Take a look at http://www.eftaylor.com/pub/chapter2.pdf if you get a chance, an excerpt from Taylor and Wheeler's book "Exploring black holes". They have an example there of how you could measure the shape of a rowboat by driving nails into it, and precisely measuring the distances between nails with strings running along the surface of the rowboat.

The mathematical object in General Relativity that gives you distances between points (and also the more general space-time equivalent, the Lorentz interval) is called a metric.

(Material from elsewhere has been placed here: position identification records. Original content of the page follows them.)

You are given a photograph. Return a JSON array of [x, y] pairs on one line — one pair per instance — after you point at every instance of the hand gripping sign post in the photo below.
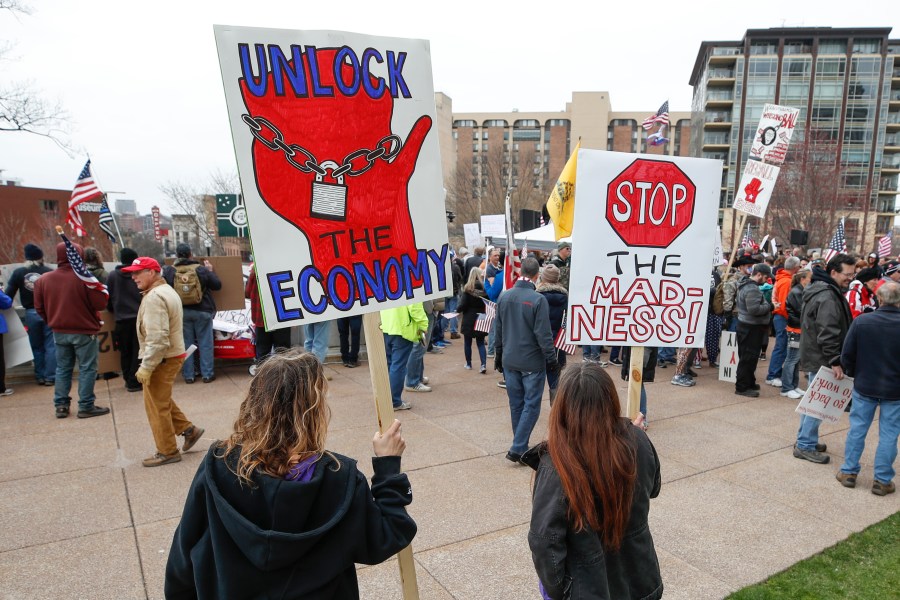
[[642, 225], [338, 157]]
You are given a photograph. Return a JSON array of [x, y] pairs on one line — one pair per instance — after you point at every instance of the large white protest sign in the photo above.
[[473, 236], [641, 223], [493, 226], [337, 150], [826, 397]]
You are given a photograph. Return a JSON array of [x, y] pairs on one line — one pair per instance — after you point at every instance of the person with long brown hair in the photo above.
[[272, 513], [596, 473]]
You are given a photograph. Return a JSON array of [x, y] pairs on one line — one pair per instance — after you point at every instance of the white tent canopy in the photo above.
[[542, 238]]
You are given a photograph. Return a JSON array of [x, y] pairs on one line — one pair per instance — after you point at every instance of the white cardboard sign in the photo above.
[[337, 149], [826, 397], [641, 221]]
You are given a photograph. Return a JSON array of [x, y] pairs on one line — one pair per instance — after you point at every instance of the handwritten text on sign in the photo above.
[[640, 221], [826, 397]]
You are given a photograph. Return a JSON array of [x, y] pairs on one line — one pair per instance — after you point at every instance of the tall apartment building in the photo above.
[[482, 153], [846, 83]]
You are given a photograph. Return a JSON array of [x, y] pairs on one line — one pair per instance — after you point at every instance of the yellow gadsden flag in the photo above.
[[561, 204]]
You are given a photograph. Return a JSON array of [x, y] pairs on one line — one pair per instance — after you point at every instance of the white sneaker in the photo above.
[[419, 387]]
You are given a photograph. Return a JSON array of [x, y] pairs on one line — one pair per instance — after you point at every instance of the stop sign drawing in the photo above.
[[650, 203]]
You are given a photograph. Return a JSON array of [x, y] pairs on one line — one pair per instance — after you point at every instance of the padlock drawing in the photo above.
[[329, 200]]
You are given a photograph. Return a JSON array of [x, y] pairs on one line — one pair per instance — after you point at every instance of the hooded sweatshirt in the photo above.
[[64, 302], [287, 539]]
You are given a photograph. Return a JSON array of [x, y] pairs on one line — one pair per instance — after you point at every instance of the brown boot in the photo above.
[[191, 436], [159, 459]]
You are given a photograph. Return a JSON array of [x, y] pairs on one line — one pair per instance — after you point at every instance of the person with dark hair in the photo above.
[[198, 311], [523, 326], [596, 473], [272, 513], [825, 321], [124, 302], [40, 336]]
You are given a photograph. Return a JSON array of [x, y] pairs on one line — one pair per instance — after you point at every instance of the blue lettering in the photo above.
[[281, 67], [377, 89], [336, 272], [279, 294], [395, 74], [310, 272], [342, 55], [255, 85]]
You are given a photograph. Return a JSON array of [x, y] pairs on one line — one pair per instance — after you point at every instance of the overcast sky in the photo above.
[[141, 82]]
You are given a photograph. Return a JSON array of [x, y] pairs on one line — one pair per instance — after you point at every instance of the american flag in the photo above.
[[486, 319], [838, 243], [885, 245], [81, 271], [86, 189], [661, 117], [106, 220]]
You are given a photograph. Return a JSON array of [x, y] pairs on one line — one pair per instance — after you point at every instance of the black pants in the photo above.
[[750, 340], [125, 337], [348, 332], [266, 340]]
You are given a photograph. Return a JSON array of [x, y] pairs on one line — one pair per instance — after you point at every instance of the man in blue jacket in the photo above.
[[870, 356], [523, 326]]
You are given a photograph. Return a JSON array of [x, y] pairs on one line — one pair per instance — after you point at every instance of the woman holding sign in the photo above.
[[596, 473]]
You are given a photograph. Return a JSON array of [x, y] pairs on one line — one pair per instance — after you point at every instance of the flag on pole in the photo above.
[[838, 243], [78, 266], [85, 190], [484, 320], [106, 220], [885, 245], [661, 117], [561, 204]]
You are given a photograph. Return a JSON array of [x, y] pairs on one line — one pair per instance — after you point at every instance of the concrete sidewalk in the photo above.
[[82, 518]]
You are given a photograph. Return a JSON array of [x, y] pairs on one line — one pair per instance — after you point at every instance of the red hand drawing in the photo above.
[[376, 223]]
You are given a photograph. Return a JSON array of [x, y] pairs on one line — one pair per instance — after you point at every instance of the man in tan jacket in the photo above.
[[162, 352]]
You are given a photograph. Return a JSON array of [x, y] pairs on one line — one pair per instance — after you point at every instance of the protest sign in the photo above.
[[826, 397], [642, 225], [473, 236], [728, 357], [337, 151], [493, 226]]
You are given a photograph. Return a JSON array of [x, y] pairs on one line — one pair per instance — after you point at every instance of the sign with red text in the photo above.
[[641, 223], [826, 397], [337, 150]]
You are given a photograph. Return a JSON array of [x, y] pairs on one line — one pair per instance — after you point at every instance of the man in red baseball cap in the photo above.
[[162, 352]]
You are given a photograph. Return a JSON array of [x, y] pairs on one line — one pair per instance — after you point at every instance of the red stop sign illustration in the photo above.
[[650, 203]]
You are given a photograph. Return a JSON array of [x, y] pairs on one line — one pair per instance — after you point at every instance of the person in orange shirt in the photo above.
[[779, 299]]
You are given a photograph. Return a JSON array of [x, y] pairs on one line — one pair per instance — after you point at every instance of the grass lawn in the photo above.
[[865, 565]]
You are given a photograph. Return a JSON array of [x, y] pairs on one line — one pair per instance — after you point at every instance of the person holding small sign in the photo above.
[[870, 356]]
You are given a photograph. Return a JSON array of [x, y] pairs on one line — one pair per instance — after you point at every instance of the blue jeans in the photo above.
[[197, 328], [315, 339], [808, 434], [450, 306], [861, 414], [524, 390], [40, 337], [397, 348], [790, 374], [69, 348], [780, 350]]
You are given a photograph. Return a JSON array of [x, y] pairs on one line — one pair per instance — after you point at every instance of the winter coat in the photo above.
[[752, 307], [470, 305], [574, 564], [870, 353], [287, 539], [825, 321]]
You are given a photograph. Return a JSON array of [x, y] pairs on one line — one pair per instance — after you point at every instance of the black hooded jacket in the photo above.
[[287, 539]]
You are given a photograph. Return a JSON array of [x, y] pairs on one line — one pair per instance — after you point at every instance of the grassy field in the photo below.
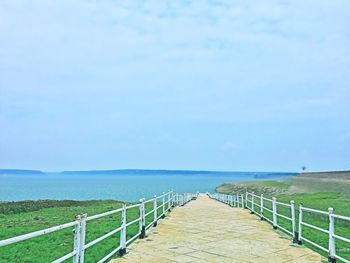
[[18, 218], [311, 192]]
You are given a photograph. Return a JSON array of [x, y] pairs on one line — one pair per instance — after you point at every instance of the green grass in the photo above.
[[285, 192], [18, 218]]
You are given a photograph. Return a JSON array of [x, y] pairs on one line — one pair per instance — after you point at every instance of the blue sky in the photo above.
[[217, 85]]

Einstein's field equations are basically equations that the metric must satisfy, given the matter distribution. So the short answer to your question is that you define the shapes by the metric, which can be regarded as a tool that gives you the distance between every pair of events on the space-time manifold, which are analogous to the nails that you drove into the hull of the rowboat.
 
berra said:
Say you have a box with a round marble on it. Classically I would have no problem describing that, but how is it done in general relativity? Do one just assume that the marble is round and that the box is ... boxy... in the 3D subspace at a certain foil of time? (Foliation is the correct term right?) Or does one iteratively perturb/deform the (materials) geometry, until Einsteins laws with the stress energy tensor etc is satisfied? I'm asking because I have a gut feeling that a round marble isn't round in general relativity. And also because every single textbook I have read have been void of examples.

Thanks!

You do not need GR to describe your setup. According to GR we live in a locally minkowskian geometry that is 'carried' with us as we go through time ( and possibly space).

Your local frame in your lab is as close enough to Euclidean/Minkowski over a large enough volume, to use those models.

The deviation of the local coordinates from flatness is calculable ( actual numbers !).